Last week was a bad week for me. I had a pity party for myself on Thursday, don't know why I was so lonely, and depressed. But on Friday I felt better I sent this LONG email to a lady that has really became like another mother to me and she just read it and didn't give me you know that "Talk" that people like to give you the one where they try to pump you up and tell you to "Think Positive". I hate that saying "Think Positive" but I know it helps a lot of people I guess I am just to fact base to be a "Think Positive" person. Maybe if "Positive" things happened to me I could be more that way.
Next Monday it will be 10 months since Carley went to heaven, and I try to just keep it to myself but I do post on my facebook as my status. The other women that I have met all send me a comment and some women who have been through it too do. But the one person that I would love to get something from never does. She doesn't even know I have a blog majority of my family and friends don't know cause I feel like they would really think I am a hateful and jealous person when in reality I am just a hurt, lonely, depressed, women who really wants a child of her own and may never get it. I guess you could say I am throwing a temper tantrum.

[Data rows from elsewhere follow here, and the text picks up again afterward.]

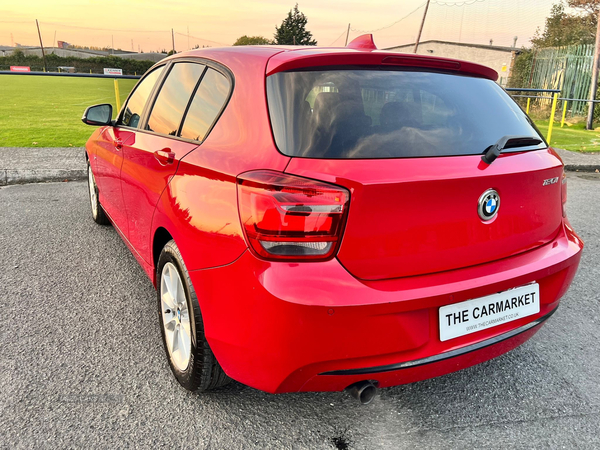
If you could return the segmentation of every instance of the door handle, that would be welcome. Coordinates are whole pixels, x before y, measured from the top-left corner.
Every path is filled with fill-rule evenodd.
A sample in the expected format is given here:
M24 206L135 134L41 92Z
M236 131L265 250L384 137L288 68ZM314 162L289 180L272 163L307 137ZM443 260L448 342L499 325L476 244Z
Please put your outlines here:
M170 148L164 148L162 150L155 151L154 157L163 166L166 166L167 164L173 164L173 162L175 162L175 153L173 153Z

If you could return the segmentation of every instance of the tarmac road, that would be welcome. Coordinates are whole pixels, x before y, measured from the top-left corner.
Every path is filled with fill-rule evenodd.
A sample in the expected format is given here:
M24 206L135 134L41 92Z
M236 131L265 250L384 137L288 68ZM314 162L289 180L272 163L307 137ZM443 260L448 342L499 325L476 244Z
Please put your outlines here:
M569 174L586 242L557 313L477 367L384 389L184 391L163 354L150 281L84 182L0 188L0 447L599 448L600 176Z

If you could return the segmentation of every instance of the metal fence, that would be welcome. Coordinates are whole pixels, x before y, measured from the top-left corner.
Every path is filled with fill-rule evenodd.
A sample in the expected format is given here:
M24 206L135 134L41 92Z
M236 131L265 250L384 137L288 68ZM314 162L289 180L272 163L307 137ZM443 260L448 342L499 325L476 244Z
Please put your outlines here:
M42 77L78 77L78 78L112 78L115 86L115 99L117 111L121 109L121 97L119 95L119 79L137 80L140 75L104 75L98 73L64 73L64 72L10 72L0 70L0 75L22 75L22 76L42 76Z
M571 116L583 115L590 93L593 61L593 45L535 50L527 88L559 89L563 97L570 100L567 112ZM541 100L541 105L550 103L549 99Z

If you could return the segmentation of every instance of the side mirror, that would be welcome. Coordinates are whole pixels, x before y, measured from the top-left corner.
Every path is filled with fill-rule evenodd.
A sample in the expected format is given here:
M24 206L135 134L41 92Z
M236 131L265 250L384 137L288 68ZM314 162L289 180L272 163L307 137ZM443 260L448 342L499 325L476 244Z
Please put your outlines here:
M112 123L112 105L103 103L88 107L81 121L87 125L103 126Z

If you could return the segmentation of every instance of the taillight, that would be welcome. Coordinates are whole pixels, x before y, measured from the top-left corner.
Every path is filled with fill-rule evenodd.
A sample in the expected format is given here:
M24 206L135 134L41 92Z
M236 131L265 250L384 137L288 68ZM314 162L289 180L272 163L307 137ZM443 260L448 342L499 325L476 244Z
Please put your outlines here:
M563 217L567 217L567 174L563 170L562 189L561 189Z
M269 260L331 258L342 238L350 193L340 186L269 170L238 177L240 219L250 248Z

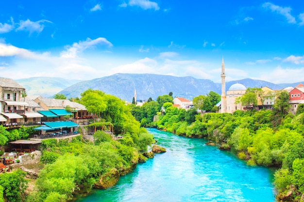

My Husband is taking me to the Beach this weekend. We have been together for 10 years (only married 3 years) and this is the first trip we have ever been on together. He DOESN'T like to go any where away from home, but for some reason he said we could go. Another couple has invited us to go with them. Scott is really close to the other husband going. Scott says it is his brother he never had, and I have become very close to the wife. She is someone I can talk to and tell my thoughts and I feel as if she doesn't judge me like some people do. So I am excited maybe he is taking me cause he knows that next week is gonna be hard with Monday being Carley and then on Tuesday I go and find out my fate for motherhood.
All I can do is Pray. I pray that GOD will give a chance to be a mother, a chance for Scott to be a father, my parents to be grandparents and my sister in-law to be a aunt. Everybody tells me how great of a mother I would be. I would just love the chance to show it.